The dedication and unveiling ceremony for the marker will begin at 1:45 p.m., Sunday, June 21, at the marker’s location at the intersection of Sapony and Joseph Jenkins Roberts Streets in Petersburg. The event is open to the public.
Speakers will include Kathleen Morgan, preservation planner with the City of Petersburg; Dr. Lauranett Lee, of the Virginia Historical Society; Louis Malon, of Preservation Virginia; Maat Free, founder of The Beloved Unseen; and Petersburg city manager William E. Johnson III.
After the unveiling of the marker, attendees to the ceremony are invited to join a Unity Walk to kick-off the city’s Juneteenth Freedom Festival.
Pocahontas Island, where the town of Pocahontas was established in 1752, became part of Petersburg in 1784. By 1860, more members of the city’s large free African American community lived there than in any other neighborhood, according to the historical marker.
Residents of the community found work in nearby tobacco factories and on wharves that “fueled the bustling Appomattox River trade,” the marker states.
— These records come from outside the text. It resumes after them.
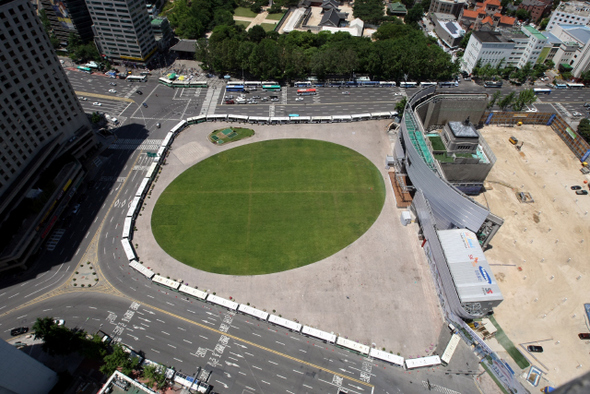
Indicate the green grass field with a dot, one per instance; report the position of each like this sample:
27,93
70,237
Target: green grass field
243,23
268,26
242,11
268,207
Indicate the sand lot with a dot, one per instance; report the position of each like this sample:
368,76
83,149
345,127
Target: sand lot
376,290
540,255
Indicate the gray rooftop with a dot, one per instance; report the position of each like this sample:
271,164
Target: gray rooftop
462,130
469,268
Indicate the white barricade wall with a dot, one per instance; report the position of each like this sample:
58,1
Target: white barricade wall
253,311
194,292
148,273
128,249
142,187
279,321
422,362
323,335
223,302
133,207
127,227
391,358
166,282
357,347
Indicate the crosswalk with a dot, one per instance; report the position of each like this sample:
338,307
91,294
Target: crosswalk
133,144
54,239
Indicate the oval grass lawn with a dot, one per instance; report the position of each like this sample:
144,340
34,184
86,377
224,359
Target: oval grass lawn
268,206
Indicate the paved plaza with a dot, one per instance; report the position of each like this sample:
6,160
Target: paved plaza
377,290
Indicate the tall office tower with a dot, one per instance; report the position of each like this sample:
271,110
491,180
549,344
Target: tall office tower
122,30
44,134
68,16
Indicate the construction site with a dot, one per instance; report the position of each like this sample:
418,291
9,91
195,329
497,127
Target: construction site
539,255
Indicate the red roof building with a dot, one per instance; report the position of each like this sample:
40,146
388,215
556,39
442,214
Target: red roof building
485,16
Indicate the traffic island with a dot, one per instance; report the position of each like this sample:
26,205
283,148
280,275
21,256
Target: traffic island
230,134
85,275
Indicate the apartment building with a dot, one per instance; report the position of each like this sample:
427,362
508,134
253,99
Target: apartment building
122,30
44,138
570,13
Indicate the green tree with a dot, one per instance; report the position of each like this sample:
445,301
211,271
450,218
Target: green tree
414,15
522,14
118,359
494,98
507,101
465,40
399,107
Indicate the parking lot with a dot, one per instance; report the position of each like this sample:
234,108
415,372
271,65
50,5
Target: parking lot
540,254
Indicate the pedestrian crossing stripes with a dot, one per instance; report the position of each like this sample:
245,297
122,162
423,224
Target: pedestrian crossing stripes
54,239
440,389
134,144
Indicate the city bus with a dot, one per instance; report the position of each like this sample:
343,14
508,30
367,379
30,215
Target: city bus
451,84
235,88
407,85
272,88
492,84
137,78
306,92
302,84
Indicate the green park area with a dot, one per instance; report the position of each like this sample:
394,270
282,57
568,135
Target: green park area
230,134
268,207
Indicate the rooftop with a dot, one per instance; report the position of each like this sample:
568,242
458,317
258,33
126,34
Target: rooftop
534,32
460,129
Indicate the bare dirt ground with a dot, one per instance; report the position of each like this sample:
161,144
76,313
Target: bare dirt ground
376,290
540,255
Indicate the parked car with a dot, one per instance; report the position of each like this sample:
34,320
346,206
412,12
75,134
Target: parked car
19,331
535,349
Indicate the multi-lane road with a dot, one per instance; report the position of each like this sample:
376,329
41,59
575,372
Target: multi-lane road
245,355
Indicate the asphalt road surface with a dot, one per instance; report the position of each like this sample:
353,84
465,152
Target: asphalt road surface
244,354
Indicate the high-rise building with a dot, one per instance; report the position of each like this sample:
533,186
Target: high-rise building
122,30
68,16
570,13
44,134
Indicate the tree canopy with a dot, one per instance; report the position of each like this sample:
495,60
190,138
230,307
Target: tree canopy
398,49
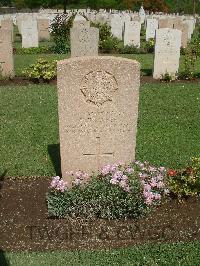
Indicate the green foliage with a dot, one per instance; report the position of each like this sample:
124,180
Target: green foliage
42,70
167,77
185,182
33,50
98,199
61,33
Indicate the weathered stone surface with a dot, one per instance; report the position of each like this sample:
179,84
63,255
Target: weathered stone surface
183,27
6,54
132,33
43,29
166,23
29,33
167,52
98,109
84,41
7,24
152,26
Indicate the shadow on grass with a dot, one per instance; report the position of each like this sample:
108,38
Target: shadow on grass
3,260
54,153
2,176
147,71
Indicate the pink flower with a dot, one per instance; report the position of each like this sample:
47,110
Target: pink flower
127,188
105,170
123,183
77,181
62,185
160,184
114,181
70,173
54,181
147,187
118,175
157,196
153,182
152,169
149,201
162,169
124,178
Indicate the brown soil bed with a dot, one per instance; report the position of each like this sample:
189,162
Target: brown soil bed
20,81
24,223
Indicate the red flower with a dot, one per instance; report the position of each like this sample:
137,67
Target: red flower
171,172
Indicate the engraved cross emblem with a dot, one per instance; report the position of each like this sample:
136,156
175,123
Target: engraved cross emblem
99,154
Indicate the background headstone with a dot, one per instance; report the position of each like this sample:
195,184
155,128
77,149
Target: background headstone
167,52
29,33
7,24
84,41
98,110
43,29
116,26
132,33
6,54
152,26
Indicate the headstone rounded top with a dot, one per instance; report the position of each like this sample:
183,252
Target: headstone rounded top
141,11
78,17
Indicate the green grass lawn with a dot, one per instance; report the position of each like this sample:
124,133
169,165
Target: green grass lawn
187,254
168,127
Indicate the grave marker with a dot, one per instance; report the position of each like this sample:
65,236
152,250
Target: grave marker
98,109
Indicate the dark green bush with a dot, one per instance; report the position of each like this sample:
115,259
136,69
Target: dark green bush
98,199
185,182
118,191
42,70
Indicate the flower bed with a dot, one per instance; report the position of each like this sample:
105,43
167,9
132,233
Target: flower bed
121,191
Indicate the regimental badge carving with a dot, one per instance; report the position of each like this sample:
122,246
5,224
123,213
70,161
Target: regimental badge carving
98,87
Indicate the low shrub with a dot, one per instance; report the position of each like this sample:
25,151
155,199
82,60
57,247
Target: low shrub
42,71
118,191
185,182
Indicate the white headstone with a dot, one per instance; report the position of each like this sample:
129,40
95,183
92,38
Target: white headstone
132,33
29,33
116,26
167,52
98,108
84,41
152,26
142,14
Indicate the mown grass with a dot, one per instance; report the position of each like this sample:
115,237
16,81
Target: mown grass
187,254
168,127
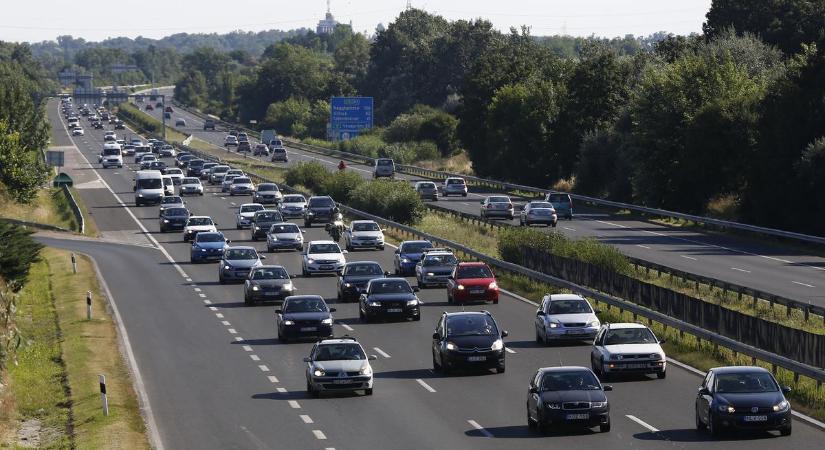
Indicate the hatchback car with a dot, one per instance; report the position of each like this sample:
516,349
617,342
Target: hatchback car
237,262
364,234
207,246
354,278
567,396
497,206
304,316
338,365
567,317
322,257
742,398
267,283
284,236
538,213
627,348
468,340
472,282
389,298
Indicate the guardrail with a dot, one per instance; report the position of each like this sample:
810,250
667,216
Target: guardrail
513,187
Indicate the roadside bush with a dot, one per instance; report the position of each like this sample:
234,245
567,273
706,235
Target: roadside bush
513,240
393,200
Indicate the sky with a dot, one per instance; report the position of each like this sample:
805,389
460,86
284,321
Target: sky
94,20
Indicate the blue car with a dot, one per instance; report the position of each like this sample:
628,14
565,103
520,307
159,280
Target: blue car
207,247
408,254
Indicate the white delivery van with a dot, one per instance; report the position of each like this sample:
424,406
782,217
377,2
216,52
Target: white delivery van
148,187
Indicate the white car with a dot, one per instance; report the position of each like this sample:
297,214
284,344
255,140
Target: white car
565,317
191,186
245,213
364,234
322,257
292,205
197,224
627,348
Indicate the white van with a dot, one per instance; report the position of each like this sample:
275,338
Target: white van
111,156
148,187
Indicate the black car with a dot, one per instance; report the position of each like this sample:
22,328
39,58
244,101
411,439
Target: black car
742,398
173,219
261,222
354,278
267,283
303,316
319,209
468,340
567,397
389,298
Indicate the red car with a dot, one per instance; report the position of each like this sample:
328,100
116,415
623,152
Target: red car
470,282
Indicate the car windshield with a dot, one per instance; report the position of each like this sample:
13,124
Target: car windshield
745,383
629,336
365,226
251,208
474,272
390,287
270,273
439,260
199,221
580,380
338,352
209,237
324,248
362,269
241,253
285,228
569,307
471,325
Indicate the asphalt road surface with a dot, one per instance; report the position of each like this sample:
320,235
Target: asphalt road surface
217,377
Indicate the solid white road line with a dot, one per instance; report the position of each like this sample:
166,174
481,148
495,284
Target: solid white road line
642,423
478,427
424,385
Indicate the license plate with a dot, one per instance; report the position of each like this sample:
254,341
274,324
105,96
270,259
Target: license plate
756,418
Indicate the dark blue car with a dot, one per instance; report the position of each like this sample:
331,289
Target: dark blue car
408,255
207,247
742,398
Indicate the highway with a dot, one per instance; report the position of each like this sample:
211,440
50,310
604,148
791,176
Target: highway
758,265
216,377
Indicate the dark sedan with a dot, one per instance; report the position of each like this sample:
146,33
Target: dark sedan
567,397
354,278
389,298
304,316
742,398
173,219
267,283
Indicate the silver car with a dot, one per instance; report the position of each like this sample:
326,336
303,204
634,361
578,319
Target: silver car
338,365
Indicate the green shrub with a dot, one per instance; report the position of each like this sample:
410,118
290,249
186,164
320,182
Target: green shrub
513,240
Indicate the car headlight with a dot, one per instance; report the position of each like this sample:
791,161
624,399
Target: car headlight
781,406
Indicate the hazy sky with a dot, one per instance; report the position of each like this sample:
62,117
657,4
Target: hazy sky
37,20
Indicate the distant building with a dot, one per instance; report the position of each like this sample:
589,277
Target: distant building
328,24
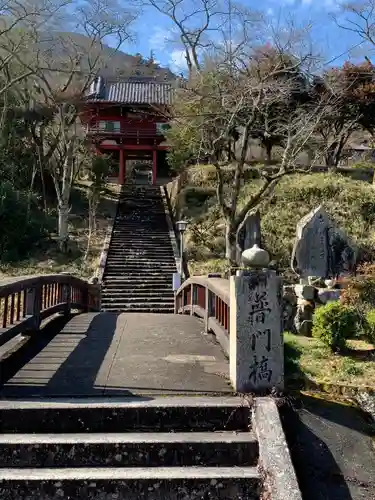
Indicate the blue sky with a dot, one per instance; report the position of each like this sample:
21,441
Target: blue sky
153,31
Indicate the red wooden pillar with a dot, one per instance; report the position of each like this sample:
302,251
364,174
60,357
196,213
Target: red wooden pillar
121,177
154,165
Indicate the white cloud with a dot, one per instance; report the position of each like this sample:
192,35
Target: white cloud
158,39
177,60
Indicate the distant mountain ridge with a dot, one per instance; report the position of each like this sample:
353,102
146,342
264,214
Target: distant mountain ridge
115,64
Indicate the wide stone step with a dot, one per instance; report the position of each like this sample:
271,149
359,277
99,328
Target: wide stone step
125,286
145,242
128,255
131,257
142,246
144,276
157,483
159,414
124,306
158,279
126,450
138,310
141,269
139,292
127,300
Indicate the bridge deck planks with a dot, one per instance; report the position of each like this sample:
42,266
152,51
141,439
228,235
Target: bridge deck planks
99,354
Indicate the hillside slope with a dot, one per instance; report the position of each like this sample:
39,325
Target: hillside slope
351,203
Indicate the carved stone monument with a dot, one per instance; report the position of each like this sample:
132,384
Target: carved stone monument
322,249
256,327
248,234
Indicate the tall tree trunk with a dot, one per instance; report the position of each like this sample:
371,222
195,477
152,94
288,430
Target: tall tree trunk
230,245
63,205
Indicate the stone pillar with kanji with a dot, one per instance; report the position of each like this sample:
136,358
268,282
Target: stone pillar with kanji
256,348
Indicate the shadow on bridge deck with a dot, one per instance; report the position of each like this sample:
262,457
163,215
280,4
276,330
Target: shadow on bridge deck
109,354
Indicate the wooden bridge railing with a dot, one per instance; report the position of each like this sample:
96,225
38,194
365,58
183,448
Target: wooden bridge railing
26,301
207,298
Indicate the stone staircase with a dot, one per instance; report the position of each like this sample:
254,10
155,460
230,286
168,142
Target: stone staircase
164,448
140,262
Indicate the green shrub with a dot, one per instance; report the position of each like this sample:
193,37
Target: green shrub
23,225
370,326
333,323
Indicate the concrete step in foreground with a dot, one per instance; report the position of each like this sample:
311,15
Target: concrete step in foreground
162,448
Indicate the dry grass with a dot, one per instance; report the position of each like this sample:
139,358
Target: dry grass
51,260
308,358
351,203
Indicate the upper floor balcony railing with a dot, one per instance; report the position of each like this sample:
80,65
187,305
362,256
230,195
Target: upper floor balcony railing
125,130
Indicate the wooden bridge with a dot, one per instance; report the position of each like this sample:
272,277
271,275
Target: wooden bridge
54,341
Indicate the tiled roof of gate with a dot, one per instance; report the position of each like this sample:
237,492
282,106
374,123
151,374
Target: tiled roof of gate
135,92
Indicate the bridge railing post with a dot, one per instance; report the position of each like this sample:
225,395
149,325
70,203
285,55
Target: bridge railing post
33,306
67,295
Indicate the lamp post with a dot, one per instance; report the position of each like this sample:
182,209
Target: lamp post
181,226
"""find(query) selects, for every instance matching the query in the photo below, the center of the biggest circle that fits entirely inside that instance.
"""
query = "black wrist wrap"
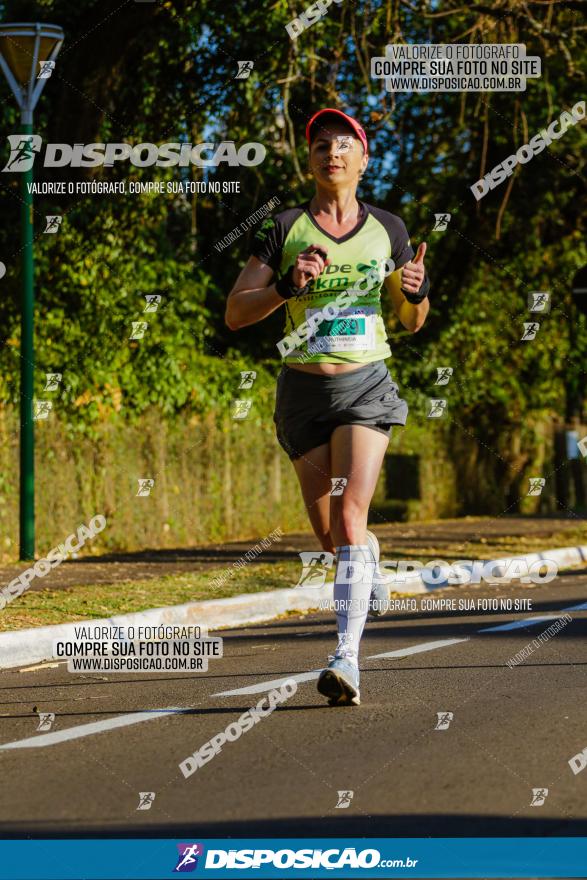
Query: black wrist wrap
(417, 298)
(286, 288)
Prior to the Civil War, the community was also a likely station on the Underground Railroad because of its large free African American population and proximity to the river.
In 1993, a tornado left widespread damage to the area’s historic buildings. Today the oldest standing structure in the neighborhood is the Jarratt House, built around 1819. Archaeological evidence also indicates that Native Americans occupied the area as early as 6500 BC.
Virginia’s historical highway marker program, which began in 1927 with the installation of the first historical markers along U.S. Route 1, is considered the oldest such program in the nation.
Currently there are more than 2,500 official state markers, most maintained by the Virginia Department of Transportation, as well as by local partners in jurisdictions outside of VDOT’s authority such as Petersburg.
Text of the marker:
Pocahontas Island QA-35
The town of Pocahontas, established in 1752, became part of Petersburg in 1784. By 1860, more members of the city’s large free African American community lived here than in any other neighborhood. Their work in tobacco factories and on wharves fueled the bustling Appomattox River trade. Residents likely used their access to the river to help enslaved blacks escape via the Underground Railroad. After the Civil War, Pocahontas attracted many emancipated African Americans. A tornado left widespread damage in 1993. The Jarratt House, ca. 1819, at 808-810 Logan Street, is the oldest standing structure. Archaeological evidence indicates Native American occupation of this area as early as 6500 BC.